Purpose: : RPE65 is an iron-dependent, microsomal membrane protein that is exclusively expressed in the retinal pigmented epithelium and performs the critical trans-to-cis retinoid isomerization reaction of the visual cycle. Although much progress has been made in understanding RPE65 function we still do not fully understand the basic biochemical mechanism of retinoid isomerization. The structure of RPE65 may provide critical information regarding the active site architecture as well as provide a foundation for structure-based design of new RPE65 inhibitors.

Methods: : RPE65 was used to produce diffraction-quality crystals. A complete diffraction dataset was collected to better than 2.15 angstrom resolution. The structure was solved using the single wavelength anomalous scattering technique and refined to an R_free value of 23%.

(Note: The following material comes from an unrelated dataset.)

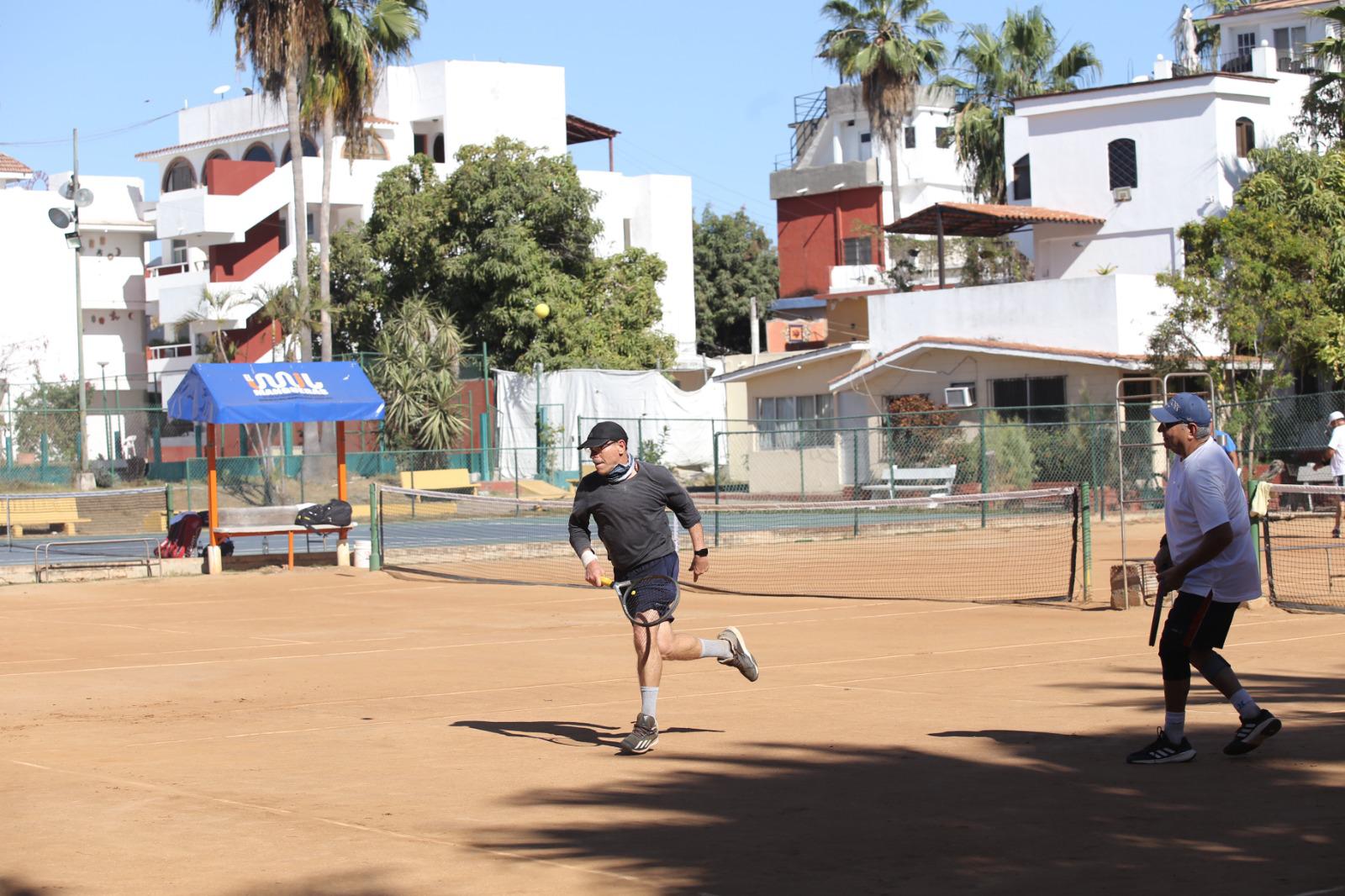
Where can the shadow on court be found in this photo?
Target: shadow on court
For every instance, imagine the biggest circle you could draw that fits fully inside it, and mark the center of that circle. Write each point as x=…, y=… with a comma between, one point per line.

Results: : RPE65 crystallizes with two monomers in the asymmetric unit. The protein adopts a seven-bladed beta-propeller fold. A mononuclear iron ion is found in the center of the beta propeller coordinated by four highly conserved histidine residues. The channel through which substrate travels to reach the active site is clear from the structure as is the surface of the protein that is responsible for membrane binding. The residues that make up the active site are all well resolved in the electron density maps.

Conclusions: : The high resolution data used in this study will allow us to make proposals regarding the RPE65 enzymatic mechanism. Additionally, this structure may be useful for the design of new, highly specific and high affinity RPE65 inhibitors for the treatment of Stargardt disease and dry-type age-related macular degeneration (AMD).